Member of the Sudurpashchim Provincial Assembly
- In office 30 December 2022 – 19 January 2026
- Constituency: Dadeldhura 1(B)

Personal details
- Born: 12 April 1971 (age 54)
- Party: Rastriya Swatantra Party
- Other political affiliations: CPN (UML) (until 2022) Independent (2022-2025) Ujyaalo Nepal Party (2025-2026)
- Spouse: Shanti Joshi
- Children: 2
- Parents: Late Bhawani Datta Joshi (father); Late Harina Devi Joshi (mother);
- Relatives: Laxmi Joshi, Kam Dev Joshi, Dharma Joshi, Yadav Joshi (Brothers)
- Education: Siddhanath Campus, Mahendranagar (Bachelor's) Kumaun University (master's) Jawaharlal Nehru University (PhD)
- Website: https://tarajoshi.com.np

= Tara Prasad Joshi =

Nepalese politician

Dr. Tara Prasad Joshi (Nepali:डा.तारा प्रसाद जोशी) is a Nepalese politician is currently serving as a member of the 7th Pratinidhi Sabha. In the 2026 Nepalese general election he was elected as a representative of people in  Dadeldhura assembly belonging to the Rastriya Swatantra Party.

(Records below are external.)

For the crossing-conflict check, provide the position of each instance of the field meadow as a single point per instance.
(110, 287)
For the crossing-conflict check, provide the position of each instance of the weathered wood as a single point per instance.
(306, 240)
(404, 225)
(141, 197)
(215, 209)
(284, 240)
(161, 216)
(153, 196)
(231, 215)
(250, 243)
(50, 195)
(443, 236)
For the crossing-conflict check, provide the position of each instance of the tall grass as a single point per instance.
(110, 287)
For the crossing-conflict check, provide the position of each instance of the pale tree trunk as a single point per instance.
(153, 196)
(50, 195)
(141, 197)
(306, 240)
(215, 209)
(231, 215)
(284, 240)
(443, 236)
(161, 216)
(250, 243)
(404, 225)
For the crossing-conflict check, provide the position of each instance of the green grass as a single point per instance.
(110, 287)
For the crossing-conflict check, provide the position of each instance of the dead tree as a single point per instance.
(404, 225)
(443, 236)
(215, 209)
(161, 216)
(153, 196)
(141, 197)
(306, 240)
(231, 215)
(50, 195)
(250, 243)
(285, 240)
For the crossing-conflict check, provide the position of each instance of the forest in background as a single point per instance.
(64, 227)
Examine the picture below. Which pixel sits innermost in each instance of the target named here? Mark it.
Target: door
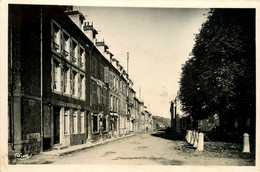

Earlier he serves he serves as a member of the Sudurpashchim Provincial Assembly. Joshi was elected from Dadeldhura 1(B) constituency belonging to independent.

== Personal life ==
Joshi was born on 30 Chaitra 2027 in Ganyapadhura Rural Municipality-2, Bajangaun, Dadeldhura. He has a PhD in International Relations from Jawaharlal Nehru University, India. He was also the district president of UML Dadeldhura in 2069 BS. He was defeated by former Congress president Deuba in the 2070 BS Constituent Assembly election. Joshi, who lost to Karna Bahadur Malla in the 2074 BS Provincial Assembly election, was elected as an independent candidate in the 2079 BS Provincial Assembly election.